The cosmos is goddamn impressive for a variety of reasons. One of my favorite examples is its tremendous capacity for destruction. Marauding stars, black holes, and now this: sandstorms that rise up out of a star and friggin’ end it.
Another day, another reason why the universe is terrifying. There’s brand new evidence supporting a previously debunked theory that huge, fast storms of dust can inflict a fatal blow on already dying stars.
These theorical particles of dust originate in the stars themselves, and migrate to the surface, where they are blown off and cross space at one hundred times the power of the solar wind. This is not a minor sand storm. Half of the star’s mass is gone by the end of it. Or that was the theory.

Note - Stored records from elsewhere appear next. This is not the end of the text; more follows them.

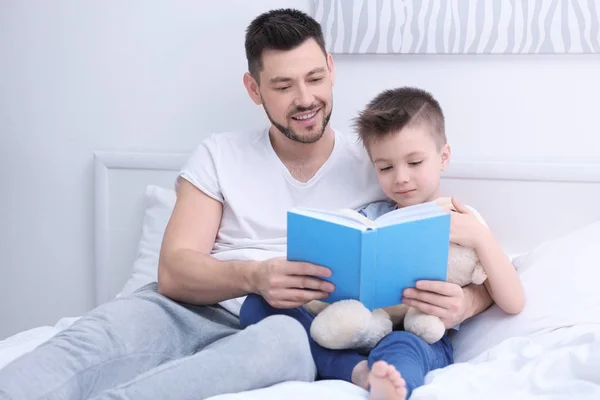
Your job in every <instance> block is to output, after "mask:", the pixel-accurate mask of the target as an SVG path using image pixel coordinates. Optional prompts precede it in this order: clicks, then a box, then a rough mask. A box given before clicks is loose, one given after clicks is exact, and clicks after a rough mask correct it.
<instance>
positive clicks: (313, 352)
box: [240, 294, 367, 382]
mask: <svg viewBox="0 0 600 400" xmlns="http://www.w3.org/2000/svg"><path fill="white" fill-rule="evenodd" d="M270 315H287V316H289V317H292V318H294V319H295V320H297V321H299V322H300V323H301V324H302V326H303V327H304V329H305V331H306V334H307V335H308V341H309V344H310V351H311V353H312V356H313V359H314V361H315V364H316V366H317V372H318V374H319V377H320V378H322V379H341V380H344V381H347V382H352V379H351V378H352V370H353V369H354V367H355V366H356V365H357V364H358V363H359V362H361V361H363V360H366V359H367V357H365V356H362V355H360V354H359V353H358V352H356V351H354V350H330V349H326V348H324V347H321V345H319V344H318V343H317V342H315V341H314V340H313V339H312V337H311V336H310V325H311V324H312V321H313V320H314V317H313V315H312V314H311V313H310V312H308V310H306V309H305V308H304V307H298V308H283V309H282V308H275V307H272V306H271V305H270V304H269V303H267V302H266V300H265V299H264V298H263V297H261V296H258V295H255V294H252V295H249V296H248V297H246V300H245V301H244V304H243V305H242V309H241V310H240V326H241V327H242V329H243V328H245V327H247V326H249V325H252V324H254V323H257V322H258V321H261V320H262V319H264V318H266V317H268V316H270Z"/></svg>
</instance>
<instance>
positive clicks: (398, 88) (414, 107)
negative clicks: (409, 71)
mask: <svg viewBox="0 0 600 400" xmlns="http://www.w3.org/2000/svg"><path fill="white" fill-rule="evenodd" d="M354 124H355V127H356V130H357V131H358V136H359V138H360V140H361V141H362V143H363V144H364V145H365V146H366V147H367V148H368V146H369V144H370V143H372V142H373V141H376V140H378V139H381V138H383V137H386V136H388V135H391V134H395V133H398V132H400V131H401V130H402V129H404V128H405V127H406V126H409V125H413V124H427V126H428V127H429V128H430V133H431V135H432V137H433V138H434V140H435V142H436V144H437V145H438V148H441V147H442V146H443V145H444V144H446V132H445V122H444V113H443V112H442V108H441V107H440V105H439V103H438V101H437V100H436V99H435V98H434V97H433V96H432V95H431V94H430V93H428V92H426V91H425V90H422V89H417V88H413V87H401V88H397V89H389V90H385V91H383V92H381V93H380V94H378V95H377V96H376V97H375V98H374V99H373V100H371V102H369V104H367V107H366V108H365V109H364V110H363V111H362V112H361V113H360V114H359V115H358V117H357V118H355V119H354Z"/></svg>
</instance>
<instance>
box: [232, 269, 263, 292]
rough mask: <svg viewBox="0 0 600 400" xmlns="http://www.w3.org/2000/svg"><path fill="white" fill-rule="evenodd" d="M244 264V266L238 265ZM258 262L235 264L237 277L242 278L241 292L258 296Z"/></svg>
mask: <svg viewBox="0 0 600 400" xmlns="http://www.w3.org/2000/svg"><path fill="white" fill-rule="evenodd" d="M240 264H246V265H240ZM260 264H261V263H260V262H259V261H249V262H247V263H237V265H236V268H238V269H239V270H240V271H239V275H240V276H241V278H242V282H243V284H242V285H243V290H244V291H245V292H246V293H256V294H260V290H259V281H260V278H259V273H260Z"/></svg>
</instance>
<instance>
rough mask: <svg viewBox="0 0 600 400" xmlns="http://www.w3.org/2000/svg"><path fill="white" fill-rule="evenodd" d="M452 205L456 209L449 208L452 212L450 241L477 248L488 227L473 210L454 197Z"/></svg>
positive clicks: (456, 243)
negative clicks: (464, 204)
mask: <svg viewBox="0 0 600 400" xmlns="http://www.w3.org/2000/svg"><path fill="white" fill-rule="evenodd" d="M452 205H453V206H454V210H449V211H450V214H451V221H450V241H451V242H452V243H456V244H458V245H460V246H464V247H472V248H476V247H477V245H478V243H479V241H480V239H481V238H482V237H484V235H485V232H486V231H487V229H485V226H484V225H483V224H482V223H481V222H479V221H478V220H477V217H476V216H475V214H474V213H473V211H472V210H470V209H469V208H468V207H466V206H465V205H464V204H462V203H461V202H460V201H458V200H456V199H455V198H454V197H453V198H452Z"/></svg>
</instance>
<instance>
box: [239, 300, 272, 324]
mask: <svg viewBox="0 0 600 400" xmlns="http://www.w3.org/2000/svg"><path fill="white" fill-rule="evenodd" d="M271 314H272V312H271V310H270V306H269V304H268V303H267V302H266V300H265V299H264V298H263V297H262V296H259V295H257V294H250V295H248V296H247V297H246V299H245V300H244V303H243V304H242V308H241V309H240V327H241V328H242V329H244V328H246V327H248V326H250V325H253V324H256V323H257V322H259V321H261V320H263V319H265V318H267V317H268V316H269V315H271Z"/></svg>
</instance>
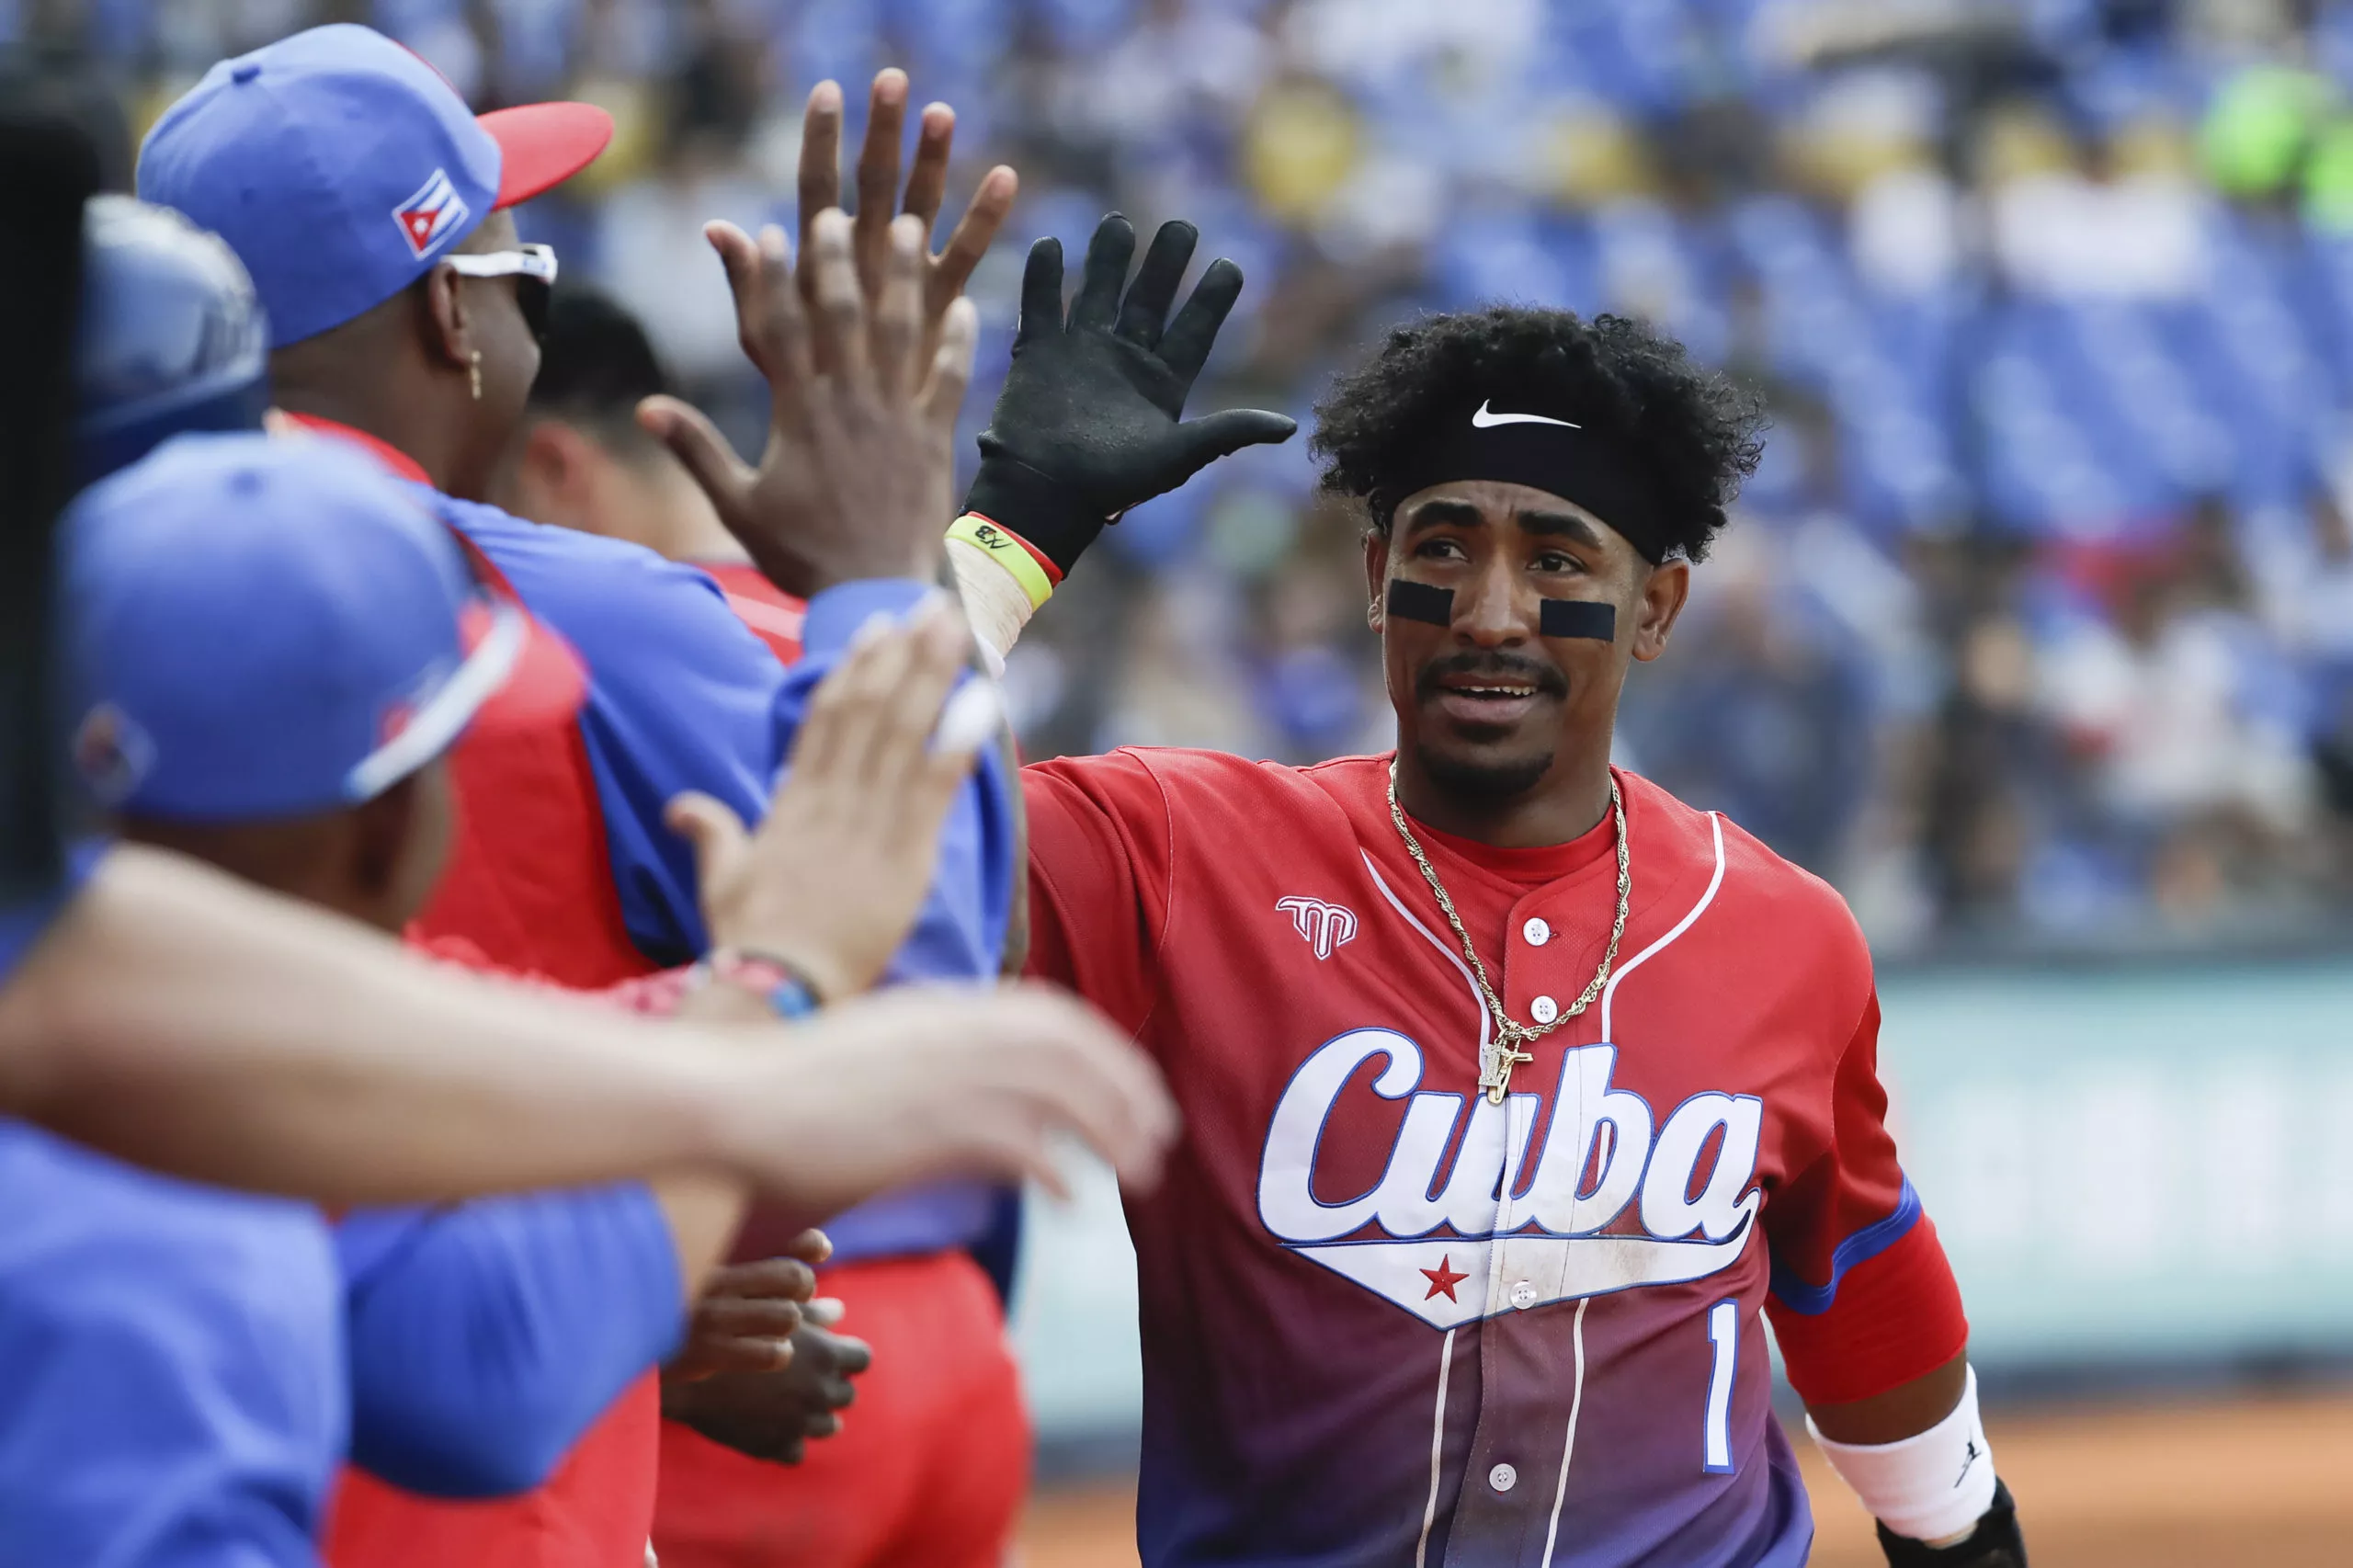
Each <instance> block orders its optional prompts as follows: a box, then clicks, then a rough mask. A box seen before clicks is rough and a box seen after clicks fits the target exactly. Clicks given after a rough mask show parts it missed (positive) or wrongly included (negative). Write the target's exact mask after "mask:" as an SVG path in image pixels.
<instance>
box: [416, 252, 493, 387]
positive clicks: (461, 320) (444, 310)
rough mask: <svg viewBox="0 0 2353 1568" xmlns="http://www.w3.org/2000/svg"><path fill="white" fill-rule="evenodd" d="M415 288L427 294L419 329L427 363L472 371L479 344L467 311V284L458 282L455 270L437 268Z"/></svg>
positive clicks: (421, 281) (426, 273)
mask: <svg viewBox="0 0 2353 1568" xmlns="http://www.w3.org/2000/svg"><path fill="white" fill-rule="evenodd" d="M416 287H419V290H421V294H424V308H421V311H419V313H416V325H419V330H421V334H424V348H426V360H428V363H431V365H442V367H449V370H466V367H471V365H473V356H475V348H478V344H475V341H473V334H475V323H473V318H471V313H468V311H466V280H464V278H459V273H456V268H449V266H435V268H433V271H431V273H426V275H424V278H421V280H419V285H416Z"/></svg>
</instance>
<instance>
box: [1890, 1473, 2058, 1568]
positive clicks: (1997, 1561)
mask: <svg viewBox="0 0 2353 1568" xmlns="http://www.w3.org/2000/svg"><path fill="white" fill-rule="evenodd" d="M1880 1552H1885V1554H1887V1563H1889V1568H2026V1537H2024V1535H2019V1504H2017V1502H2012V1497H2009V1488H2007V1486H2002V1483H2000V1481H1995V1483H1993V1507H1991V1509H1986V1511H1984V1514H1979V1516H1977V1528H1974V1530H1969V1535H1967V1537H1965V1540H1955V1542H1953V1544H1951V1547H1932V1544H1927V1542H1925V1540H1913V1537H1908V1535H1897V1533H1894V1530H1889V1528H1887V1526H1880Z"/></svg>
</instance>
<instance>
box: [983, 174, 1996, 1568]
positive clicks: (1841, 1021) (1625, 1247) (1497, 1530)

Astronomers pooh-poohed it as only astronomers could, saying the tiny particles would get melted by the heat of the star and reintegrate.
However, in a paper in Nature, astronomers led by Barnaby Norris from the University of Sydney in Australia found an interesting twist. The dust particles are a little bigger than expected. Not only does this mean that they don’t get disintegrated, it means that they reflect the starlight back into the star, staying cool, cooking the star farther, and then being sent out in deadly clouds across the cosmos that wipe out everything in their path. Forget asteroids – let’s see Han Solo trying to evade a massive, star-killing dust storm.
All us fat-headed fucks chilling about on Earth completely oblivious to the myriad ways of cosmic destruction that lurk everywhere in the Everything. I don’t know if its terrifying, or exhilarating. Maybe both.